Anti-LGBTQ attacks continue, with states like Montana, Nebraska, and Tennessee working to legislate transgender and non-binary people out of existence. 

  • This week Arkansas Gov. Huckabee Sanders signed into law SB199, a ban on gender-affirming care for minors. The legislature has also sent a bill prohibiting transgender kids from using the school bathrooms that align with their gender identity. Legislation that would make it a criminal offense for a transgender person to be in a public bathroom at the same as a child has also passed the Senate and was heard in the House Judiciary Committee this week. 
  • A ban on gender-affirming care for minors passed the Georgia House on Thursday. The ban, SB140, first passed the Senate last Monday and was rushed through the House this week, passing that chamber yesterday where it was also stripped of protections from criminal penalties for providers. After the bill was amended, it was immediately sent back to the Senate, which must approve it again before it can go to Gov. Brian Kemp. 
  • This week in Kentucky, House Bill 470, one of the most egregious legislative attacks on gender-affirming care in the country, was replaced by Senate Bill 150, approved and sent to the desk of Gov. Beshear. The anti-trans omnibus bill includes a ban on gender-affirming care for minors, forced outing and “Don’t Say Gay” provisions, and a sex education ban.

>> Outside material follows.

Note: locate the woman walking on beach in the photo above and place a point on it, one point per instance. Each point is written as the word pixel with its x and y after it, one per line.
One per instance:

HB470 passed out of committee and moved to the Senate floor. SB 5, a book ban, also passed out of the House Education Committee this week.
  • This week the Montana Senate Finance and Claims committee passed SB 458, a dangerous bill that seeks to erase the identity of transgender, non-binary, and two spirit Montanans by incorrectly defining sex based on an unscientific and archaic understanding of basic biology. The bill was also heard on the Senate floor this week.
  • Discriminatory legislation to define sex "a person's immutable biological sex as determined by anatomy and genetics existing at the time of birth and evidence of a person's biological sex" passed the Tennessee Senate on Monday.